The Landlady.
Almost everyone who has lived away from home knows the peculiar dynamic between a tenant and a landlord or landlady. It is a relationship built on proximity without intimacy sharing walls, routines, and everyday encounters while remaining, in many ways, strangers to one another.
In The Landlady, debut novelist Srujanee Mishra transforms this familiar reality into a deeply reflective and psychologically layered narrative.
The novel follows Nimmi, a university student living alone in a rented room, navigating the quiet independence and emotional isolation that often comes with living away from family for the first time. In the same building lives her landlady, a woman who, at first, seems like many landlords tenants encounter in everyday life: present, observant, and part of the background rhythm of the home, yet emotionally distant.

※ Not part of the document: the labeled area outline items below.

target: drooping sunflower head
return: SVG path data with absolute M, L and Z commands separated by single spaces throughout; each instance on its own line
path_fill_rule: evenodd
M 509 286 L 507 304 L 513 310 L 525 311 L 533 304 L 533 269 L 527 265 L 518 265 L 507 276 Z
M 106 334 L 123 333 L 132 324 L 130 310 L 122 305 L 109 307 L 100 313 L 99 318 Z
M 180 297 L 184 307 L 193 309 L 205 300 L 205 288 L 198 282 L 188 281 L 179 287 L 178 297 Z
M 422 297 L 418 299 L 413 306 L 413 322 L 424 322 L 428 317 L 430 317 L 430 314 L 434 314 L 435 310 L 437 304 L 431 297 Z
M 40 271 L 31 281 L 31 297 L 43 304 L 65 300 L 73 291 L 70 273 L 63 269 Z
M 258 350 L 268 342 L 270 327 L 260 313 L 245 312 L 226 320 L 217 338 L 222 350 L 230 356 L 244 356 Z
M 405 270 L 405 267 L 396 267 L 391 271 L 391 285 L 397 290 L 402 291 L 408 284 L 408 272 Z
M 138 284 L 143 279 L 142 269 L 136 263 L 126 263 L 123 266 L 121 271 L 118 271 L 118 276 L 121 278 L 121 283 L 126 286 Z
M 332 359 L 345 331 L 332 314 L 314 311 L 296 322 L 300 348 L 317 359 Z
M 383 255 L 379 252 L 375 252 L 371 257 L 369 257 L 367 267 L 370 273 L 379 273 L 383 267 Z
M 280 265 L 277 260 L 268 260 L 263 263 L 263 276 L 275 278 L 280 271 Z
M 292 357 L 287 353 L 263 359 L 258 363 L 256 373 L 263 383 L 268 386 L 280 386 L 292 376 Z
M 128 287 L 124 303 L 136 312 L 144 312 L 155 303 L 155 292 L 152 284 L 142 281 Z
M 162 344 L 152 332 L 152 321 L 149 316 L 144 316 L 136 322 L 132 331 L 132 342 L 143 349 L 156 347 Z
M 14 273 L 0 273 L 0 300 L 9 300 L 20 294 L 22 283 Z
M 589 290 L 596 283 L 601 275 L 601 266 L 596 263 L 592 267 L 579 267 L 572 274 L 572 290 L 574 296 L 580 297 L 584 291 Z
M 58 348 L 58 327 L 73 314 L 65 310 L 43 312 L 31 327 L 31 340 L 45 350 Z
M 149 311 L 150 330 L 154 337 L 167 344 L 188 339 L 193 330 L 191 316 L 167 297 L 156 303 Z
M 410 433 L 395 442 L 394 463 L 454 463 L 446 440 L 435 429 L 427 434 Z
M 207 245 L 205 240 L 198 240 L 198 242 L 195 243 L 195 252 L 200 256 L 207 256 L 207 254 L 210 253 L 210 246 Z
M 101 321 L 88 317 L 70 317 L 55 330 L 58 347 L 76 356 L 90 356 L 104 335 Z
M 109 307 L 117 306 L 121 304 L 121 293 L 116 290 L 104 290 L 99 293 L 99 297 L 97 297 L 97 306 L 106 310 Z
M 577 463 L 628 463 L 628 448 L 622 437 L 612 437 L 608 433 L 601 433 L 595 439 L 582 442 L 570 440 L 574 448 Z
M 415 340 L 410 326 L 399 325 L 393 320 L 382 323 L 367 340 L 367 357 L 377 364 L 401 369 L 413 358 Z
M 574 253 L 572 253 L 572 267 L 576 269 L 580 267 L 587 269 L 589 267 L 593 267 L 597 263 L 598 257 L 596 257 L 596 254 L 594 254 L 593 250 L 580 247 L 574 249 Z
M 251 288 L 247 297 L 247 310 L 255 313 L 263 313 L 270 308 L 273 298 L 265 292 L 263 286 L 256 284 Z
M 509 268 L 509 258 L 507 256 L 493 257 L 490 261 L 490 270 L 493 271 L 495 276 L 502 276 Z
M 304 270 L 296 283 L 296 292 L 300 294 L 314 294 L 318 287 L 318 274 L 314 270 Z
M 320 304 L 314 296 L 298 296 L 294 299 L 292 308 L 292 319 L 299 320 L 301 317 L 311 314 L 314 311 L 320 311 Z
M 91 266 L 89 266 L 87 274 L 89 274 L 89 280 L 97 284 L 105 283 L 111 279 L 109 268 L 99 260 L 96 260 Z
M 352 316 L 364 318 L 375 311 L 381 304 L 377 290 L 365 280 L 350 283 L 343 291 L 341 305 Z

It begins with small things. A change in routine. Doors opening at unusual hours. Conversations becoming shorter, stranger, or more deliberate. The kind of details most people notice but rarely dwell on.
But for Nimmi, these subtle shifts begin to grow impossible to ignore.
What starts as casual awareness slowly turns into persistent observation, blurring the line between concern and intrusion. As Nimmi watches her landlady more closely, the novel quietly asks an unsettling question: when does attentiveness become obsession, and how much do we truly know about the people living just a few feet away from us?
Rather than relying on dramatic plot twists, The Landlady draws its tension from the emotional atmosphere of ordinary life. Mishra captures the silent negotiations that define tenant-landlord relationships the unspoken boundaries, the cautious politeness, the feeling of being watched while also watching in return.
For many readers, the setting itself will feel instantly recognisable. Shared staircases, overheard sounds, brief exchanges at doorways, and the strange coexistence between familiarity and distance become central to the emotional texture of the story.
Mishra's background in playwriting is evident in her attention to silence, pauses, and behavioural detail. Holding an MFA in Playwriting and an academic foundation in development economics, she brings together social observation and emotional introspection with remarkable subtlety.
The Landlady marks her debut novel and introduces a literary voice interested not in spectacle, but in the quiet psychological tensions embedded within everyday human interactions.
At its heart, the novel is less about mystery and more about perception-about how people construct stories around those they live beside, and how loneliness, curiosity, and emotional distance can quietly reshape reality.
Thoughtful, restrained, and quietly unsettling, The Landlady offers readers a literary experience rooted in something deeply familiar: the strange intimacy of sharing space with someone you may never truly know.